Stir Trek: Thor Edition (the Aftermath)

I spent the weekend at Stir Trek: Thor Edition in Columbus, OH. While I had a blast speaking about databases, I had even more fun attending and learning.

Programming the Cloud with HTTP/REST

I knew about REST before I attended this talk and I’ve done a bit of REST programming (right before I decided to nerd out on data), but Mike Amundsen did a great job of convincing me why I should care about REST as a programming paradigm for web developers. I’m not going to go out and start writing code to build my own REST services, but I have a better grasp of how I can work with developers to build robust data driven services and applications and do some incredibly cool things in the process.

CSS 3: Something for Everyone

John Keyes delivered a presentation about the basics of CSS 3. I knew there were some great features of CSS 3, but I also knew that the spec is incredibly broad. I was a bit worried that John’s presentation was going to be a whirlwind tour with very little depth. Instead of a shallow romp through CSS 3, John delivered a solid presentation that worked through some core features of CSS 3 in a practical manner and built up on them to demonstrate new techniques with real world value. Except for maybe the demo that made a rectangle swirl into a circle, that was just cool.

John gets mad props for filling his slide deck with Jurassic Park references. I had some laughs while I got my learn on, and that’s a good thing. I’ve worked with John on presentations in the past and he’s become a phenomenal presenter, programmer, and web developer in the time that I’ve known him.

Real World jQuery

Matt Nowack had the difficult job of speaking right after lunch. He gave a great talk about jQuery 1.5 and 1.6. It turns out that Matt wrote the talk for jQuery 1.5 and did a great job of introducing some of the newest features of my favorite JavaScript library. jQuery 1.6 came out recently and it made parts of Matt’s talk irrelevant. Matt took it in stride and wrote new content earlier in the week and delivered a top notch presentation that was educational and entertaining. I overheard one attendee say that they were rushing off to Matt’s presentation because it was bound to be good. They were right and I was also right to pay them 15 bucks and a box of Milk Duds to yell it at the top of their lungs. Good job, Matt.

The Rest of My Time

I spent the rest of my time preparing and giving my talk The Database is Dead, Long Live the Database. If you attended, the resources page will always be online at http://brentozar.com/stir-trek-thor-edition. If you missed it and you wanted to see it, you’ll be able to catch it on June 28th at 8:00 PM Eastern through the PASS Application Development Virtual Chapter.

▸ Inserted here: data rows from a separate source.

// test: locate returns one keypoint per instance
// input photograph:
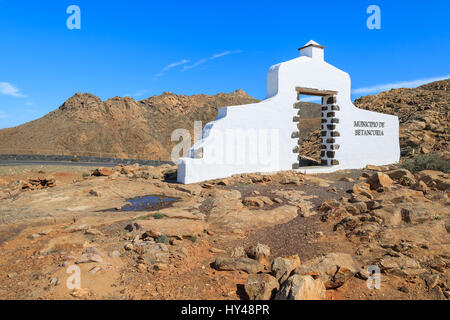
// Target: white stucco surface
(258, 137)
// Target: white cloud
(396, 85)
(170, 66)
(214, 56)
(8, 89)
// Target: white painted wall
(274, 117)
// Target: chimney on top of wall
(312, 50)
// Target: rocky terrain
(118, 127)
(255, 236)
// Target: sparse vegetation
(430, 161)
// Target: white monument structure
(263, 137)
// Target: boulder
(421, 186)
(397, 174)
(379, 180)
(102, 172)
(245, 264)
(171, 227)
(334, 269)
(435, 178)
(282, 267)
(400, 265)
(253, 202)
(258, 252)
(391, 215)
(300, 287)
(261, 286)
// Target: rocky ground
(272, 236)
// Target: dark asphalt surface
(56, 163)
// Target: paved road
(56, 163)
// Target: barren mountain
(118, 127)
(423, 114)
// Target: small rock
(216, 250)
(261, 286)
(54, 282)
(379, 180)
(128, 246)
(259, 252)
(114, 254)
(282, 267)
(80, 293)
(333, 268)
(141, 267)
(403, 289)
(301, 288)
(160, 266)
(94, 193)
(244, 264)
(238, 252)
(102, 172)
(253, 201)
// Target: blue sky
(141, 48)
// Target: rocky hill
(118, 127)
(126, 128)
(423, 114)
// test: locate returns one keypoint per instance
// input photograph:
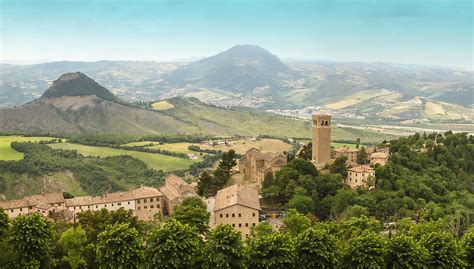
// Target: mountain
(77, 84)
(240, 69)
(77, 104)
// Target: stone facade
(238, 206)
(360, 176)
(175, 190)
(256, 164)
(350, 153)
(321, 139)
(145, 202)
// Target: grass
(9, 154)
(162, 105)
(241, 146)
(155, 161)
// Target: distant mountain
(240, 69)
(77, 84)
(77, 104)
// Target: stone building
(175, 190)
(238, 206)
(145, 202)
(360, 176)
(321, 139)
(378, 158)
(256, 164)
(350, 153)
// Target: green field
(9, 154)
(155, 161)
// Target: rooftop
(237, 195)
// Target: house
(360, 176)
(256, 164)
(350, 153)
(238, 206)
(175, 190)
(378, 158)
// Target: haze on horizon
(426, 32)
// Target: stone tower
(321, 139)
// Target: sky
(427, 32)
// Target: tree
(339, 166)
(306, 152)
(365, 251)
(4, 223)
(193, 211)
(262, 229)
(224, 249)
(468, 242)
(274, 250)
(32, 240)
(295, 223)
(173, 245)
(444, 251)
(119, 246)
(404, 251)
(301, 202)
(317, 248)
(362, 156)
(74, 241)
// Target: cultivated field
(155, 161)
(241, 146)
(9, 154)
(162, 105)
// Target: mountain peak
(77, 84)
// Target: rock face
(77, 84)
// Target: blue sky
(429, 32)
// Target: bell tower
(321, 139)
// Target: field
(155, 161)
(9, 154)
(162, 105)
(241, 146)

I was incredibly flattered when Matt Casto asked me to speak at this event, way back at Code Mash. I’m glad that he was clearly drunk and thought I would make a great speaker. You can’t imagine how happy I am that he accepted the bribes I sent his way, just in case he sobered up and didn’t remember asking me to speak. Luckily, most of that’s a lie. I did, however, have an awesome time in Columbus hanging out with old friends, hopefully making a few new ones, and only telling one STD joke during my presentation; nice try, guy in row three!

In summation: thanks Matt, thanks Stir Trek, and thanks Columbus!